The barriers are undeniable: financial risks, capital constraints, disruption to tenants and a general lack of tenant demand. Smaller building owners tend to be driven less by energy efficiency and corporate social responsibility than large building owners, and they are also driven more by timing, capital costs and payback periods.
Large portfolio owners are more likely to see the connection between sustainability and future income, while smaller building owners don’t have the luxury to sacrifice short-term income for future gain.
Large portfolio owners operate from their own balance sheets, enabling them to obtain relatively cheap finance. It’s a different story for smaller building owners.
Anecdotal evidence suggests that many tenants in lower grade buildings have long-term leases and have little motivation to change. There’s also the problem of ‘split incentives,’ where the building owner wears the cost of an upgrade while the tenant gains the savings.
Environmental Upgrade Agreements (EUAs) overcome many of these obstacles.
An EUA is a funding arrangement that enables the financing of large capital upgrade works to existing commercial buildings. A finance provider lends funds to a building owner for energy, water and other environmental upgrades, and this low-risk loan is repaid through a local council charge on the land. Tenants, who gain the benefit of the upgrade, can contribute to the costs, overcoming the obstacle of the split incentive.
Success stories are starting to emerge. The Sustainable Melbourne Fund, for instance, has facilitated $12.6 million in energy and water efficiency finance, resulting in more than 6,000 tonnes of carbon abatement.
At 123 Queen Street in Melbourne, a 380-kilowatt trigeneration system has lifted the building’s NABERS rating from two to four stars. The $1.3 million project was financed under an EUA signed between the Sustainable Melbourne Fund, NAB, Low Carbon Australia Limited and the building owner, Eighth Grange, and is predicted to save $180,000 a year in energy bills as well as 2,500 tonnes of carbon annually. The green retrofit has a payback period of just over seven years.
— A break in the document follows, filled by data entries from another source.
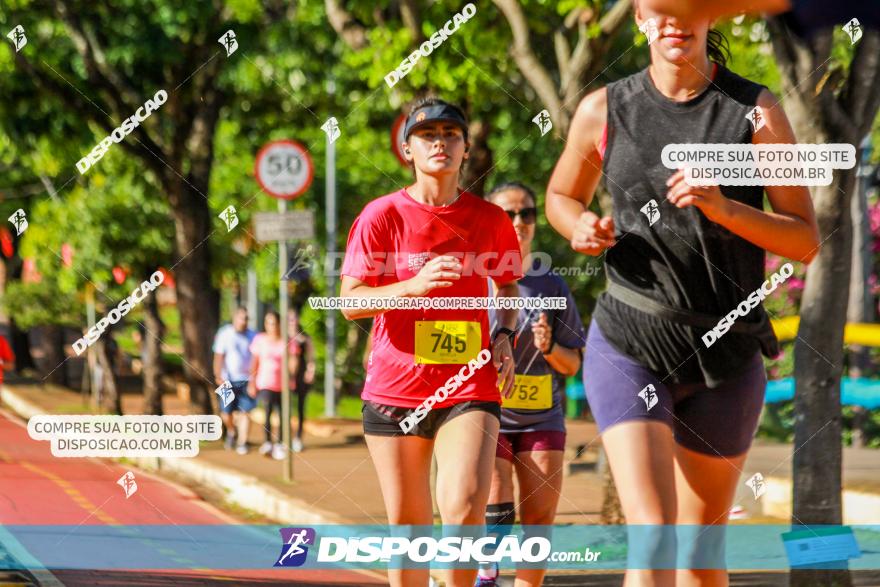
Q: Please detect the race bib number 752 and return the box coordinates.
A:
[501,373,552,410]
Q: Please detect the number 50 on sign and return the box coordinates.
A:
[255,140,314,200]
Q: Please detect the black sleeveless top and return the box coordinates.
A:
[593,64,771,387]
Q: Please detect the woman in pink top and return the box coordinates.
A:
[248,311,297,460]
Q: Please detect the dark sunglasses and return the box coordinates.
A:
[504,207,537,225]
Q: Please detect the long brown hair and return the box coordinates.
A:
[707,29,730,67]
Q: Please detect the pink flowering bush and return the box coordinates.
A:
[758,193,880,445]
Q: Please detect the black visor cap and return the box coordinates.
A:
[403,103,469,140]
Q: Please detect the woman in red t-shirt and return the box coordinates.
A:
[340,97,522,587]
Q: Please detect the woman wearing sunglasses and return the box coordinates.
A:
[477,182,585,587]
[340,97,523,587]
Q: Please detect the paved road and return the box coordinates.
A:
[2,407,878,587]
[0,408,386,586]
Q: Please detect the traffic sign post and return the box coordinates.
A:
[253,211,315,242]
[391,113,408,167]
[277,200,292,482]
[255,140,314,200]
[255,140,314,483]
[325,114,338,417]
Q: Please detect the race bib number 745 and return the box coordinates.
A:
[414,321,481,364]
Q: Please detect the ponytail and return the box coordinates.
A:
[707,29,730,67]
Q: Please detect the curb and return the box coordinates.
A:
[1,385,348,526]
[759,476,880,525]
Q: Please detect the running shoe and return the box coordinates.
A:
[291,437,304,453]
[271,443,286,460]
[224,433,235,451]
[474,562,499,586]
[259,441,273,456]
[235,444,249,456]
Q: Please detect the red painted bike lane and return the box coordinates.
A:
[0,409,386,585]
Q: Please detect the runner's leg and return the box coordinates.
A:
[602,421,678,587]
[234,411,249,447]
[488,457,515,504]
[584,321,678,586]
[434,409,500,587]
[480,450,515,583]
[512,448,564,587]
[270,392,283,447]
[673,446,745,587]
[671,353,765,586]
[259,390,276,444]
[365,434,434,587]
[234,383,254,450]
[295,387,306,440]
[223,410,236,447]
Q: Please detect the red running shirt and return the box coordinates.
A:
[342,189,523,408]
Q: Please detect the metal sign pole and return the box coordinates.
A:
[86,284,97,408]
[325,115,337,418]
[279,199,293,482]
[253,138,313,482]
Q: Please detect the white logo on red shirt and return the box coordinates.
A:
[408,252,430,273]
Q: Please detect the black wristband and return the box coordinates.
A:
[492,327,516,344]
[542,339,556,356]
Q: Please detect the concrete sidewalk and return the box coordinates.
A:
[2,379,878,527]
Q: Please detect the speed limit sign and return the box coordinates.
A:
[255,140,314,199]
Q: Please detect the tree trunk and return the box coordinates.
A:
[3,256,36,374]
[847,156,874,446]
[10,318,35,374]
[39,325,68,386]
[142,287,165,415]
[167,176,219,415]
[766,19,880,586]
[95,338,121,415]
[163,60,224,415]
[461,118,493,197]
[791,169,855,587]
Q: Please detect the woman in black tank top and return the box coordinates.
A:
[545,2,819,585]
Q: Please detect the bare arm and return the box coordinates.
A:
[530,313,580,376]
[546,88,607,241]
[248,353,260,397]
[666,89,820,263]
[339,255,463,320]
[492,280,520,333]
[492,280,520,398]
[546,89,617,256]
[304,337,316,384]
[288,347,300,380]
[544,346,581,377]
[212,352,225,385]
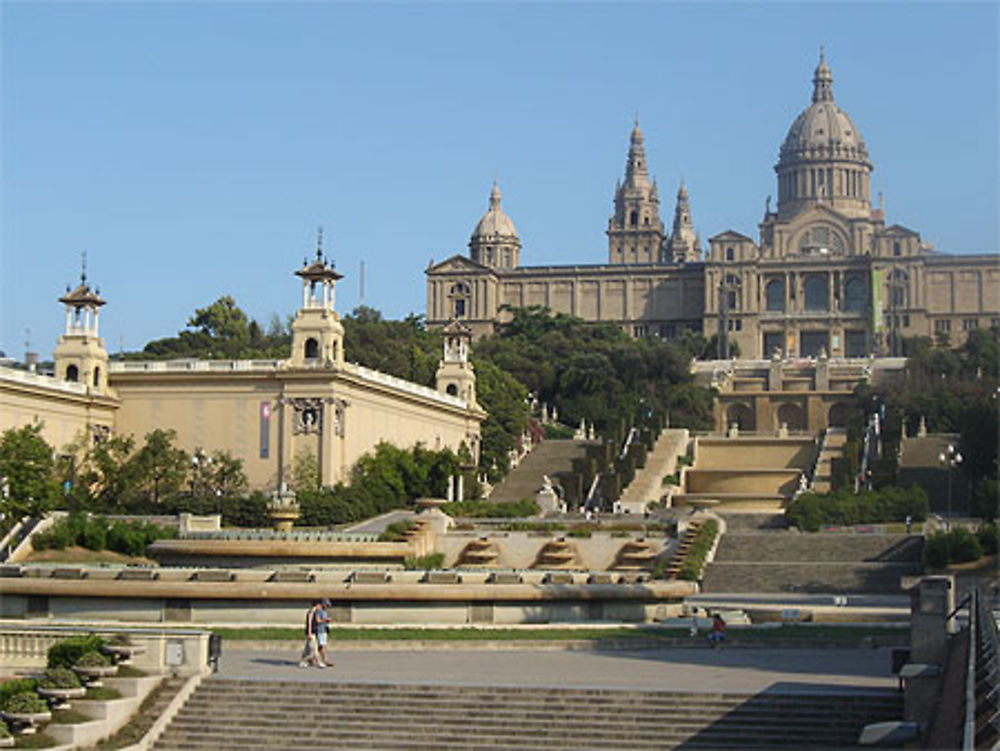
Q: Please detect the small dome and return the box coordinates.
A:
[778,51,870,167]
[471,181,518,241]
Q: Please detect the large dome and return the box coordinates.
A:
[778,53,870,168]
[472,181,518,241]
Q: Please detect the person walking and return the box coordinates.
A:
[299,601,320,668]
[313,598,333,667]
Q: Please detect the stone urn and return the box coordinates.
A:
[1,710,51,736]
[36,686,86,709]
[268,485,300,532]
[72,663,118,688]
[101,642,146,665]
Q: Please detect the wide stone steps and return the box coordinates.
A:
[488,439,591,505]
[151,679,902,751]
[713,534,922,563]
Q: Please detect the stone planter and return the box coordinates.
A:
[73,663,118,688]
[37,686,87,709]
[101,644,146,665]
[1,710,52,735]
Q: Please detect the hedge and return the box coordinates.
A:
[925,528,984,569]
[441,498,539,519]
[785,485,929,532]
[47,634,107,669]
[33,515,176,556]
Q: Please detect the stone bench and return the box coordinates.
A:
[191,570,234,582]
[117,569,159,581]
[486,572,522,584]
[423,571,462,584]
[543,572,575,585]
[52,568,88,579]
[269,570,315,583]
[350,572,391,584]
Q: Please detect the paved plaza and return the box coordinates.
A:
[219,644,899,695]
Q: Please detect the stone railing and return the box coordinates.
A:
[345,363,467,408]
[0,366,89,395]
[109,359,284,373]
[0,623,213,676]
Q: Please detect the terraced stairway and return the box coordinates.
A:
[702,533,923,594]
[152,679,902,750]
[488,439,591,505]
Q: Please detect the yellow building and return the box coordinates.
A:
[1,251,485,490]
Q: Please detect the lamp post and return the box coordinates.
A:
[938,444,963,530]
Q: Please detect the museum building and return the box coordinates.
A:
[425,52,1000,357]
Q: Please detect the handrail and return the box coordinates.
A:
[963,585,1000,750]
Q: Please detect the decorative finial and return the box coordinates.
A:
[81,250,87,285]
[316,226,324,261]
[489,180,502,210]
[819,44,825,64]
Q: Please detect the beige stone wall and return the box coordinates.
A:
[0,369,117,453]
[111,363,481,490]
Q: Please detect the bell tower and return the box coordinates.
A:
[289,229,345,368]
[53,255,111,394]
[435,320,478,407]
[607,118,665,264]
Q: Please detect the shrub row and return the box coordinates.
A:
[441,498,540,519]
[676,519,719,581]
[404,552,446,570]
[32,515,176,556]
[47,634,107,669]
[925,525,998,569]
[785,485,929,532]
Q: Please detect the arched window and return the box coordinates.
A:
[725,247,734,261]
[446,384,458,396]
[804,275,829,311]
[629,210,638,226]
[765,279,785,312]
[304,338,319,359]
[892,241,901,257]
[843,276,866,313]
[93,367,101,387]
[66,364,78,382]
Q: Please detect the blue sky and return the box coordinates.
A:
[2,1,997,357]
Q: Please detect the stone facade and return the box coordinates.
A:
[426,53,999,355]
[1,251,485,491]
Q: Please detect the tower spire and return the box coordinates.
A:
[812,46,834,103]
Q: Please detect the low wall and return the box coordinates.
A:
[0,623,212,675]
[685,469,801,496]
[694,437,816,470]
[0,571,694,626]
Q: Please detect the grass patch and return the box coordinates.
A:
[113,665,147,678]
[84,687,121,701]
[49,708,92,725]
[10,733,58,749]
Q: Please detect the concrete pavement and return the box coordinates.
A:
[219,644,899,695]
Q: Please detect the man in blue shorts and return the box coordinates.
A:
[313,598,333,667]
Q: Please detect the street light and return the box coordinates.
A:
[938,444,963,529]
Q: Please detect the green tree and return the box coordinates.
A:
[207,450,248,496]
[473,360,529,481]
[82,433,139,508]
[292,449,320,493]
[134,429,189,504]
[0,424,60,519]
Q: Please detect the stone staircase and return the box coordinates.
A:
[702,533,923,594]
[151,678,903,750]
[488,439,592,505]
[618,428,689,512]
[811,427,846,494]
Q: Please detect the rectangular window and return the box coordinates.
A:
[902,314,910,327]
[454,299,466,318]
[963,318,979,331]
[633,325,647,338]
[934,319,951,333]
[660,323,676,339]
[259,402,271,459]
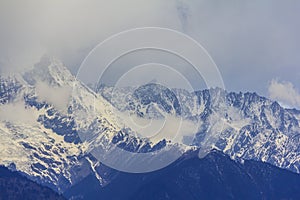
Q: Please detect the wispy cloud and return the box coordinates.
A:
[36,81,72,113]
[268,79,300,109]
[114,109,200,145]
[0,101,38,125]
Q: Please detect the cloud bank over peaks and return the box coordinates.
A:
[0,0,182,75]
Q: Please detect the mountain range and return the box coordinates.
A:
[1,57,300,199]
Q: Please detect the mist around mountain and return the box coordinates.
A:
[0,57,300,199]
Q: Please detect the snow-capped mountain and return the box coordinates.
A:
[0,57,93,192]
[1,56,300,194]
[0,56,171,192]
[99,84,300,173]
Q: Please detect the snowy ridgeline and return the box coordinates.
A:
[0,57,300,192]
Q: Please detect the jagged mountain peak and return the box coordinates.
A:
[100,84,300,173]
[20,55,74,87]
[1,59,300,194]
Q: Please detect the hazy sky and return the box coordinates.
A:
[0,0,299,108]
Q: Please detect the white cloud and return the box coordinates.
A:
[36,81,72,113]
[177,0,300,94]
[0,102,38,125]
[268,79,300,109]
[114,109,200,145]
[0,0,181,74]
[1,0,300,97]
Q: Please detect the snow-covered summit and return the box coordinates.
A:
[1,57,300,193]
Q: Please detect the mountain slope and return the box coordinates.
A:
[0,166,65,200]
[0,57,169,192]
[64,150,300,200]
[0,57,106,192]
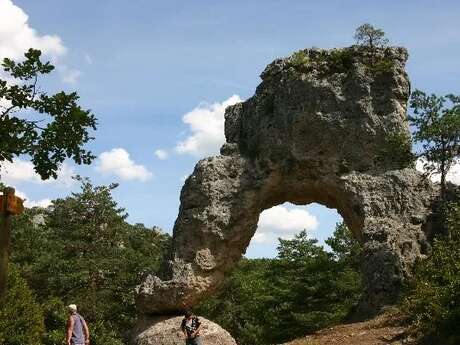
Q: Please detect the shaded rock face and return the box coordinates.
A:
[133,316,236,345]
[136,46,438,317]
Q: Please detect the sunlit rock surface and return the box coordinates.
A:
[133,316,236,345]
[136,46,438,317]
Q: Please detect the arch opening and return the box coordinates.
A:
[196,202,364,345]
[246,202,348,258]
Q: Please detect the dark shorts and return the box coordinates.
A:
[186,336,202,345]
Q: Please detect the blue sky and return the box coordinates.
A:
[1,0,459,258]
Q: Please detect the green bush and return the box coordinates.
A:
[290,50,310,67]
[288,48,354,77]
[41,297,67,345]
[402,202,460,344]
[0,266,45,345]
[323,49,354,75]
[376,131,415,169]
[89,321,124,345]
[286,46,395,81]
[368,57,394,75]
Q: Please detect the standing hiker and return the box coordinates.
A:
[181,310,202,345]
[66,304,90,345]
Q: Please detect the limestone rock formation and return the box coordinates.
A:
[136,46,438,316]
[133,316,236,345]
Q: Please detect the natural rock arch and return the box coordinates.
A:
[136,46,438,317]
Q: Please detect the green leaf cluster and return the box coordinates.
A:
[0,49,97,179]
[409,90,460,198]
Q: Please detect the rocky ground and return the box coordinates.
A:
[283,308,415,345]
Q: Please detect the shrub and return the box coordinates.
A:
[376,131,414,169]
[41,297,68,345]
[402,202,460,344]
[0,266,45,345]
[324,49,354,75]
[290,50,310,67]
[368,57,394,75]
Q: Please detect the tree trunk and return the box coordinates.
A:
[0,188,15,299]
[440,160,446,201]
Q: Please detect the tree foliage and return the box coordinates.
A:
[354,23,389,49]
[197,223,362,345]
[325,222,362,268]
[8,178,171,344]
[402,202,460,345]
[0,48,97,179]
[409,90,460,199]
[0,266,45,345]
[354,24,391,69]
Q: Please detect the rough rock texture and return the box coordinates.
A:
[136,46,438,316]
[133,316,236,345]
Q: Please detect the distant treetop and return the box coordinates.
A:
[354,23,389,49]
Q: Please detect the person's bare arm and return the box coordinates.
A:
[83,319,90,344]
[66,316,74,345]
[192,323,202,337]
[181,322,187,338]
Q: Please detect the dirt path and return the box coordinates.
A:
[284,309,413,345]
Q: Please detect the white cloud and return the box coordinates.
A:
[96,148,153,182]
[0,0,79,83]
[176,95,242,157]
[26,198,52,208]
[154,149,169,160]
[59,65,81,84]
[15,190,52,208]
[253,205,319,244]
[0,0,66,60]
[84,52,92,64]
[0,158,75,187]
[416,158,460,185]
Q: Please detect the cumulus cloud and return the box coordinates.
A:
[176,95,242,157]
[59,65,81,84]
[96,148,152,182]
[0,0,79,83]
[0,0,66,60]
[416,158,460,185]
[253,205,319,244]
[15,190,52,208]
[154,149,169,160]
[0,158,75,187]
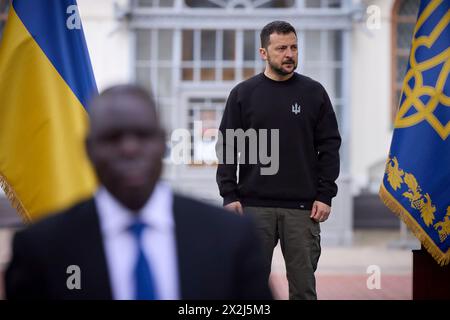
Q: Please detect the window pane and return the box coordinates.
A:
[200,110,216,128]
[223,68,235,80]
[212,98,225,104]
[138,0,154,6]
[257,0,295,8]
[158,68,172,97]
[305,0,342,7]
[243,68,255,79]
[399,0,420,16]
[305,0,321,8]
[0,0,9,11]
[190,98,204,104]
[0,9,6,39]
[396,89,403,108]
[256,61,265,73]
[159,0,174,7]
[158,29,173,61]
[327,30,342,62]
[397,56,409,82]
[182,68,194,81]
[136,29,152,61]
[135,67,152,91]
[244,30,256,61]
[137,0,174,6]
[188,97,226,164]
[185,0,222,8]
[397,23,415,49]
[334,104,342,127]
[393,0,420,120]
[223,30,235,61]
[304,31,321,62]
[303,66,321,81]
[201,30,216,61]
[334,67,342,98]
[327,0,342,8]
[0,0,9,36]
[0,20,5,39]
[182,30,194,61]
[157,100,173,133]
[201,68,215,80]
[321,68,337,99]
In Sydney, Parramatta City Council’s EUA program has financed the upgrade of 100 George Street. The $6 million retrofit included a new air-conditioning system and a façade upgrade, which have halved energy and water consumption and increased the building’s NABERS rating from one to four stars. The upgrade is expected to increase rental returns by as much as 25 per cent, reduce annual outgoings by $96,000 and improve the building’s value by $6 million.
In both of these cases, the local council reduces its carbon footprint and improves the quality of its building stock, the tenants get a more attractive, cost-effective building, and the building owner gains a future-proofed asset. Everyone wins.